Complete lock down feels like a distant and surreal memory to me now. Thinking back it doesn’t seem real that I spent 12 weeks isolating in the house and trying to keep safe from the virus that has devastated the world. While we are still seeing localised lock downs in some areas of the UK, most of us have gone back to a ‘new normal’ way of living. I’ve been reflecting on how things are now compared to the beginning of the year and there are a few things that I prefer now in the ‘new normal’.
“I hope we still…” keep the world a cleaner place. Don’t get me wrong, the thought of how many wipes and single use face masks will be polluting the earth after this year makes me not very happy, but I prefer the fact that everywhere feels much cleaner. Shops are regularly wiped down, my home is sparkling and everyone is washing their hands much more often which can only be a good thing. So long as we make sustainable decisions when it comes to washable face masks and more Eco-friendly cleaning, this is something I’d love to see continue long into the future!
“I hope we still…” give each other more space. I found that when the two metre rule went down to one metre (with additional measures), everyone seemed to stop social distancing as much. The reason behind the reduction in distance isn’t because it’s just as safe as being two metres away from people, it’s because the government realised that shops and restaurants wouldn’t be able to have as many people in at two metres apart therefore they wouldn’t make as much money. We do all have to wear face masks when in enclosed spaces which makes me feel much safer, but I have yet to see people consistently putting them on and leaving them alone. Fiddling with your face mask or pulling it down to speak defeats the point of wearing them. The whole gist of this rant, is that I hope we still give each other more space (physically) in the future because it is much nicer than having strangers invading your personal bubble.
“I hope we still…” show understanding to each other. The first time I ventured out into the world after 12 weeks of being in the house, I went to the post office. I thought I’d be in and out, I could wear my mask if I needed to and it would be quite quiet at the time of day I went. It was quiet, but the girl on the till was checking all the money in the till was correct so she said she’d be with me in a couple of minutes. As I stood in the shop waiting, I could hear people coming in to buy something, my anxiety went crazy and I burst into tears in a panic. Now normally, this would be strange behaviour, but the cashier completely understood why I was upset and scared (once I told her it was the first time I had been out) and put everything to one side to take my parcel so I could leave. It was so nice that she understood and didn’t just give me a strange look. I really hope this sort of understanding continues long into the future because I reckon it would make a lot of people (not just me) feel much better about being out in the world.
“I hope we still…” appreciate the little things. Having a catch up with a friend over a cuppa. Popping round to see a loved one. Wandering around a garden centre with my Mum. The simple things were the things I missed the most during lock down. These were the things that made life feel normal and like everything was OK so when they were taken away and replaced with uncertainty, I very much felt out of control of my life. Being able to have more freedom now has definitely made me and everyone else feel better about life and the future but it’s absolutely something that I won’t ever take for granted again.

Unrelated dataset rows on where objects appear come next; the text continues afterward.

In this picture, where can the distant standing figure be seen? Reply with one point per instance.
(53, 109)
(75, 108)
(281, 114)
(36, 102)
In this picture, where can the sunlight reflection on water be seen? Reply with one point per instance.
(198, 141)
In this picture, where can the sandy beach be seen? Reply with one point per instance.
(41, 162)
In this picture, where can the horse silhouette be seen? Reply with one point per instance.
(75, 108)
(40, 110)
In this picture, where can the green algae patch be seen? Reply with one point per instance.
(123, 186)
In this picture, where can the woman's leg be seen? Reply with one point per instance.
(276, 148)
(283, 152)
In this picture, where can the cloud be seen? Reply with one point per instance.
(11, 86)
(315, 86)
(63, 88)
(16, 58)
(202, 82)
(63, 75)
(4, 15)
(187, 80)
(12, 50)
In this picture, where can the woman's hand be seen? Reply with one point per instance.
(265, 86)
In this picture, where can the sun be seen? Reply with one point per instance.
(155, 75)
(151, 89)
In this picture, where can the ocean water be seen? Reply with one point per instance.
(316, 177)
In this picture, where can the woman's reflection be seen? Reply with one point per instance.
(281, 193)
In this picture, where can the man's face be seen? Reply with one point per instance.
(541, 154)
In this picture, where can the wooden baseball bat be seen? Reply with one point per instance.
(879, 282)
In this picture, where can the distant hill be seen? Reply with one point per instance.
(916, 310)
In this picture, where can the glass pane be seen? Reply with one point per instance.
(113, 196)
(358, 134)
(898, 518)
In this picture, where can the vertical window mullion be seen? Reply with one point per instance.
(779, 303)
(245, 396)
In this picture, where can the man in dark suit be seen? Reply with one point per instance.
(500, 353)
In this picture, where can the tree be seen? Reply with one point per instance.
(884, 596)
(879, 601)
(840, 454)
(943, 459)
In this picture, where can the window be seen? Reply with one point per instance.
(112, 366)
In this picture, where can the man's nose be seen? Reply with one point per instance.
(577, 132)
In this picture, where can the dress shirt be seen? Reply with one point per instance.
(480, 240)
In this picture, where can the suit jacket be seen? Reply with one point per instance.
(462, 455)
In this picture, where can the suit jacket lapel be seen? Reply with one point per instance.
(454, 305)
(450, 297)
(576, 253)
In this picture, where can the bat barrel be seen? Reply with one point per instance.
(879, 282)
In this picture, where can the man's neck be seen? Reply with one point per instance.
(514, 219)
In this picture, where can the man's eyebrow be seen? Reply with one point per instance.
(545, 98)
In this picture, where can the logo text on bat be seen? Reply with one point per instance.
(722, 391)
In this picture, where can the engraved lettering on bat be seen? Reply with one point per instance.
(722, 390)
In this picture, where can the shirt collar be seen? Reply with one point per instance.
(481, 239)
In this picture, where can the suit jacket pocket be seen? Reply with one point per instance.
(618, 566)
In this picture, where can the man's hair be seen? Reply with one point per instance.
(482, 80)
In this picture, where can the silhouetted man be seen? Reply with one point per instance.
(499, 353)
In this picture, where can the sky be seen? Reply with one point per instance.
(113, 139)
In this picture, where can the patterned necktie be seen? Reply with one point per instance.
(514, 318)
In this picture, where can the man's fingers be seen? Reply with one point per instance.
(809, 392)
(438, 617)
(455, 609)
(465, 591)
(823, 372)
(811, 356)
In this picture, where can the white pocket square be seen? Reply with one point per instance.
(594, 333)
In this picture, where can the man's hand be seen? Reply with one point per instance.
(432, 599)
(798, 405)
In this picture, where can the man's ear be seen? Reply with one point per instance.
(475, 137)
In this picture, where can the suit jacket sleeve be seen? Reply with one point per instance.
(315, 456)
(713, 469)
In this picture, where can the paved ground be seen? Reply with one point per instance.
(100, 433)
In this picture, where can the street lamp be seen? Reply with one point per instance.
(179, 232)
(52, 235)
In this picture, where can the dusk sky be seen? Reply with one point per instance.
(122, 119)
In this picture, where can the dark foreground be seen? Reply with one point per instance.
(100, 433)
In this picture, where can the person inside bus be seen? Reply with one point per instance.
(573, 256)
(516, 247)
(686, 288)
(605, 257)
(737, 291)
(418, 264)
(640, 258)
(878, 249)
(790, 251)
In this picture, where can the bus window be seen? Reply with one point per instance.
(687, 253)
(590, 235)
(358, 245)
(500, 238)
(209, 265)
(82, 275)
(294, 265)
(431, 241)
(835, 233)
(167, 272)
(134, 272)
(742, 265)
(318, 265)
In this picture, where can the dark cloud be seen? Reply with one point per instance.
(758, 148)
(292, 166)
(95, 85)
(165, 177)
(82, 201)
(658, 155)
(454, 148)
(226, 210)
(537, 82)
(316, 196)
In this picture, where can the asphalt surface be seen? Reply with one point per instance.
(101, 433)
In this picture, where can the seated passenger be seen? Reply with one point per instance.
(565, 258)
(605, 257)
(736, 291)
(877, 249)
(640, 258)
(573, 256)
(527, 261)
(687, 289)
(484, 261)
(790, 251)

“I hope we still…” spend more time together instead of on superficial things. I often think back to days I spent walking around a shopping centre, looking for things to buy and wonder why I spent my time that way. Because it was more difficult to buy things during lock down, I realised just how much money I wasted on pointless purchases I’d buy because I thought I needed them or that they’d make me feel better some how. Don’t get me wrong, I will still go shopping when I need something but I will no longer have the urge to mindlessly wander around the place, looking to spend money. My view of money has changed slightly so I look at purchases with the hours taken to earn the money in mind. If something isn’t worth my time, I won’t buy it. I spent much more time with my partner doing simple things, walking, reading together, baking and all of that time spent was so much more valuable.
“I hope we still…” slow down more. There’s not much more I will say about this. Living more slowly has changed my life for the better and I will absolutely be continuing with it!
So those are just a few things that I hope we still do once lock down is a distant and dusty memory and life as we knew it returns. I certainly have made changes to the way I live, for the better and I hope other people have had the chance to reflect like I have.